The evils of incentives.

[2d post in a series; start with the first post here]

Yesterday, I talked about research on incentives, and how a temporary incentive might undermine intrinsic motivation. This view has had a major impact on policy regarding incentives, particularly in relation to children and education.

Alfie Kohn has published several books on the topic, including “Punished by Rewards: The Trouble with Gold Stars, Incentive Plans, A’s, Praise, and Other Bribes.” Here he is explaining to Oprah and TV viewers everywhere, why rewarding kids is a very bad idea.  He presents the main idea in the first three minutes:

 

In the interview, he says:

“One of the findings in psychology that has been shown over and over again — the more you reward people for doing something, the more they tend to lose interest in whatever they had to do to get the reward.”

He then goes on to specifically talk about grades as problematic incentives.  In his book, he goes even farther, saying that verbal praise is coercive and should be avoided because it contains an implied threat to withhold praise in the future.

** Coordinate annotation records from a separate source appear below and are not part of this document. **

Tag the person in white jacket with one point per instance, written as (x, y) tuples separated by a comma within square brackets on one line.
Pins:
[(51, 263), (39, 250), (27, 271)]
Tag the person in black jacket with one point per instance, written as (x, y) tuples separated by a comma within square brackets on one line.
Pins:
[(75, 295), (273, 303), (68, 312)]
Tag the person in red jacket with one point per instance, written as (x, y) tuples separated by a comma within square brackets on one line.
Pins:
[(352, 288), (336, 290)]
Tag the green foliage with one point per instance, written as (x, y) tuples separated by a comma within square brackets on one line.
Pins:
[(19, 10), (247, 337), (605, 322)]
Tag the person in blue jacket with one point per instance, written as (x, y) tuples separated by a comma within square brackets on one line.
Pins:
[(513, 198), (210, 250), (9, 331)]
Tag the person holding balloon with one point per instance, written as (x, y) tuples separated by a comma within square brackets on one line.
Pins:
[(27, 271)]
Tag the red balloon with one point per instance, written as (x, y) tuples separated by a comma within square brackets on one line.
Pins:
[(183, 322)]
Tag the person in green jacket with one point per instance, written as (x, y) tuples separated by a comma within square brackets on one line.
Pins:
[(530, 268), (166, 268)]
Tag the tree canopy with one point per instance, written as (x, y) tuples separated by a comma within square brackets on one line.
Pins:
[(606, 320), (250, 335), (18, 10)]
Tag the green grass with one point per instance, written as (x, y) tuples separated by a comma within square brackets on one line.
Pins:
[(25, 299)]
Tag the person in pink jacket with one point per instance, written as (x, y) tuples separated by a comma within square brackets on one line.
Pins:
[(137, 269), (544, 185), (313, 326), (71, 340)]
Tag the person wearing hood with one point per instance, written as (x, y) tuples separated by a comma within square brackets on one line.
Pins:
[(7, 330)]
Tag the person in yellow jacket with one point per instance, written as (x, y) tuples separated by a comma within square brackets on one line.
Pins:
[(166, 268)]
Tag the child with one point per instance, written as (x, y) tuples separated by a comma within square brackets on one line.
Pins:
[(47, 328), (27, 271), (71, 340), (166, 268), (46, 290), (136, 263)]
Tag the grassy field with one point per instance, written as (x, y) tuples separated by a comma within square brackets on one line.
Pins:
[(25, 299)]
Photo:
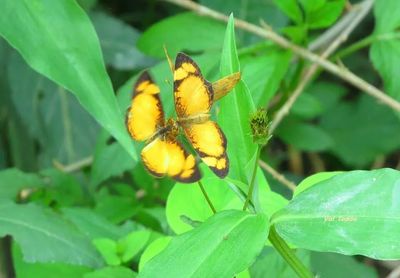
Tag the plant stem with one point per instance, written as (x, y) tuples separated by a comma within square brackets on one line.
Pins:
[(365, 42), (344, 74), (252, 182), (288, 254), (207, 198), (276, 175)]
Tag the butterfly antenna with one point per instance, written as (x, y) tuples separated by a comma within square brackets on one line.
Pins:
[(171, 65), (168, 82)]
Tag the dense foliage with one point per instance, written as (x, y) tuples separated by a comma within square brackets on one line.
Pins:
[(76, 200)]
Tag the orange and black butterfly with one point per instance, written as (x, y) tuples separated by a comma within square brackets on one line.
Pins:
[(163, 154)]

But looking back at Deci, Koestner and Ryan’s meta analysis which I discussed yesterday, verbal rewards had no negative effect on children’s subsequent motivation, and even tangible rewards had no post-reward effect when the reward was unexpected. So, this seems to be over-selling the impact of temporary rewards that had been found in the literature.

The show does an experiment of their own that yields a somewhat implausibly strong effect. Kohn then characterizes this result first in terms of an inference-based theory of intrinsic motivation, before circling back to the control vs. autonomy account.

“If the kid figures they have to bribe me to do this, then it must be something I wouldn’t want to do, so the very act of offering a reward for a behavior signals to somebody that this is not something interesting.”

What he’s talking about here is the “overjustification hypothesis” of Lepper, Greene and Nisbett (1973). However, most of the experiments in which this has been tested were with young children (for example, pre-schoolers in the article above).  There’s something a bit odd to me about the idea that the teenagers on the show would not be able to judge how interesting the task was on their own, without making those kinds of more remote inferences.

A schoolteacher comes on and talks about a rewards program (“Earning by Learning”) her school uses to motivate reading that she thinks works. Kohn is skeptical and raises three issues — whether the kids are choosing easier books just to get the rewards, whether they comprehend what they’re reading and the issue we’ve been discussing, whether motivation will persist when the program is over.

Nevertheless, what we’re left with is the admonition that in the long run, rewards not only don’t work, but will harm motivation. As Oprah says, “You have to change the way you think about parenting!” But notice how far we are now from the original studies. Next, we’ll look at some more direct tests of this idea.